CFRL is a flexible method and can be easily extendable to other data modalities, such as images. The training pipeline remains unchanged and only requires a pre-trained autoencoder for each dataset. The method can generate valid, in-distribution counterfactuals even for high-dimensional data.


CFRL provides a base class specifically designed to be easily adaptable to multiple data modalities. CFRL achieves this flexibility by allowing the user to input custom functions as:

  • reward_func - element-wise reward function.

  • conditional_func - generates a conditional vector given a input instance.

  • postprocessing_funcs - post-processing list of functions. Non-differentiable post-processing can be applied.

For more details, see the documentation here.


We first introduce the image dataset scenario due to ease of usage.


Since CFRL works on black-box models, only access to a predict function is needed. The model below is a simple convolutional neural network(CNN) trained on the MNIST dataset:

predictor = lambda x: cnn(x)

Note that for the classification task the CFRL expects the output of the predictor to be a 2D array, where the second dimension matches the number of classes. The output can be either soft-label distribution (actual probabilities/logits for each class) or hard-label distribution (one-hot encoding). Regardless of the output prediction (logits, probabilities, one-hot encoding), for the classification task the CFRL applies the argmax operator on the output.


CFRL models the perturbation vector \(\delta_{CF}\) in embedding space, thus a pre-trained autoencoder, ae, is required. The autoencoder is a CNN trained on the MNIST dataset, and for simplicity of notation we assume that the model can be factored out in two components, ae.encoder and ae.decoder, corresponding to the encoder component and decoder component, respectively.


explainer = CounterfactualRL(predictor=predictor,


  • predictor - black-box model.

  • encoder - pre-trained encoder.

  • decoder - pre-trained decoder.

  • latent_dim - embedding/latent dimension.

  • coeff_sparsity - sparsity loss coefficient.

  • coeff_consistency - consistency loss coefficient.

  • train_steps - number of training steps.

  • batch_size - batch size dimension to be used.

  • backend - backend to be used. Possible values: tensorflow|pytorch.

We previously mentioned the CFRL base class can be easily adaptable to multiple data modalities, by allowing the user to specify custom functions. By default, the customizable functions are defined as:

  • reward_func - by default, checks if the counterfactual prediction label matches the target label.

  • conditional_func - by default, the function returns None which is equivalent to no conditioning.

  • postprocessing_funcs - by default is an empty list which is equivalent to no post-processing.
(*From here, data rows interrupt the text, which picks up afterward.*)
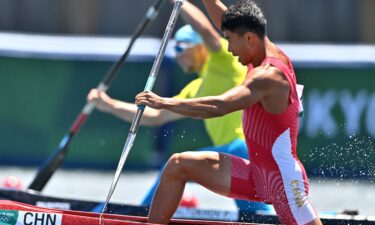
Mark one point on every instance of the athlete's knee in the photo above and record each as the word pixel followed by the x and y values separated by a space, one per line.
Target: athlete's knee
pixel 177 165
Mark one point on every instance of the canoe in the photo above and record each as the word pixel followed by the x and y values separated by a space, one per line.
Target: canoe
pixel 35 200
pixel 16 213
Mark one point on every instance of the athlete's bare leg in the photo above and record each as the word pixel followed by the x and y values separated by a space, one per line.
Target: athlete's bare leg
pixel 209 169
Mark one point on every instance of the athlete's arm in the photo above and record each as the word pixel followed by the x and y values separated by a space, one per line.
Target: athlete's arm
pixel 126 111
pixel 240 97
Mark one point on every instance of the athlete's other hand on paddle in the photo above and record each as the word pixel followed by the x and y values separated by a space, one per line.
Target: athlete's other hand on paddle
pixel 152 100
pixel 103 102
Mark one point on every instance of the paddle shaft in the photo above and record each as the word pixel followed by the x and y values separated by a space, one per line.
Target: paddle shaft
pixel 149 85
pixel 57 157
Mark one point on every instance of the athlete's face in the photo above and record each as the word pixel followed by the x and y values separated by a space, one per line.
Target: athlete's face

Fitting is straightforward, just passing the training set:


We can now explain the instance:

explanation = explainer.explain(X=X_test,


  • X - test instances to be explained.

  • Y_t - target class. This array can contain either a single entrance that is applied for all test instances or multiple entrances, one for each test instance.

  • batch_size - batch size to be used at prediction time.

The explain method returns an Explanation object with the following attributes:

  • "orig" - a dictionary containing the following key-value pairs:

    • "X" - original input instances.

    • "class" - classification labels of the input instances.

  • "cf" - a dictionary containing the following key-value pairs:

    • "X" - counterfactual instances.

    • "class" - classification labels of the counterfactual instance.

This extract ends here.